The unexpected highlight of the evening was a twist on a risotto that made a hero of three humble ingredients: Maris Piper potatoes cut into tiny cubes, confit garlic, and golden egg yolks that are cooked sous vide for three hours then whisked into submission. Punchy, peppery, creamy and comforting, it was one of the most indulgent and memorable dishes I’ve eaten all year. Having worked in the wine trade before venturing into gin, Lawson-King’s list is small but perfectly formed.
His choice of Villa Blanche Viognier from the Pays d’Oc proved a perfect partner for the risotto, its opulent notes of white peach and apricot holding their own against the garlic-fuelled intensity of the dish. Wanting to make the most of the blink-and-you’ll-miss-it window for wild garlic, I ordered the pillowy potato gnocchi – which is made fresh on site each morning by Idione – topped with earthy foraged mushrooms and a pungent pale green wild garlic sauce that packed a flavour punch without knocking the dish out of balance.
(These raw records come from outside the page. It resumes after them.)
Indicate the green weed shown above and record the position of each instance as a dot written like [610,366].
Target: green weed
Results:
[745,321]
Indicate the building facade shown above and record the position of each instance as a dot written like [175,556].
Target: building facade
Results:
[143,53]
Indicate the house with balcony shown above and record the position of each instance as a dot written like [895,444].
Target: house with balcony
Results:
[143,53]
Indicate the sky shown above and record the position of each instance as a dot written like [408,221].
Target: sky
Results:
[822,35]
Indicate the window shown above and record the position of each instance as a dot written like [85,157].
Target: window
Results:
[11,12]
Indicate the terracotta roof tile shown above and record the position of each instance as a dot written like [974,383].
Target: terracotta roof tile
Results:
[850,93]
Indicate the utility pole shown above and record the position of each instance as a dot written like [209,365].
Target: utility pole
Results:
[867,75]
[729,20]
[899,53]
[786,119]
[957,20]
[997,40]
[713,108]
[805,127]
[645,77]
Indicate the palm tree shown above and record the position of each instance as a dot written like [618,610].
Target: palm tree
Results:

The team were finding their feet on our visit – there was a noticeable wait between our starters and mains – but the food was on point throughout. A side dish of braised peas, baby gem and pancetta perfectly encapsulated the restaurant’s ethos and how much ingredients that have been grown with care can sing of themselves.
From the open kitchen to the easy tableside manner of the staff, there’s a rough around the edges honesty about the place that feels very genuine. The atmosphere may be convivial, but the food is taken very seriously here. There are no cloches, foams or convoluted concepts. Instead, simple dishes created from hyper local ingredients are given the pedestal they deserve.
Post feast, our dwelling for the evening was Ingleside House, a wonderfully irreverent, Grade II listed boutique hotel close to the centre of Cirencester, which reopened in May 2021 after a glitzy refurb. Its 11 rooms ramp up the camp with pastel walls and flamboyant flourishes. Named in honour of the director of the Barn Theatre next door, our room was an Art Deco-inspired riot of candyfloss pink and emerald green boasting a free-standing bath big enough to swim in with a generous jar of salts within arm’s reach. With its big headboard energy, the ludicrously comfy super king bed was large enough to lose your lover in.
Elegant touches, from the fluffy bathrobes and the luxurious linen to the Molten Brown products added to the ambiance, while a scalloped velvet armchair, retro radio and chandelier made it feel like I’d stepped through a portal into Lauren Bacall’s bedroom.
Breakfast in the flamingo-wallpapered Téatro restaurant the next morning offered an appealing mix of soothing classics, like nut-spiked granola and French toast with prunes, alongside more exotic additions like shakshuka with goat’s curd, and citrus salad with pomegranate and coconut. If you like your hotels quirky and kitsch then Ingleside House is worth a look if you’re seeking a Cotswolds bolthole with oodles of character.
Roots and Seeds is open for breakfast and lunch Monday to Sunday, and dinner Thursday to Saturday. You can book via the website at www.rootsandseeds.co.uk.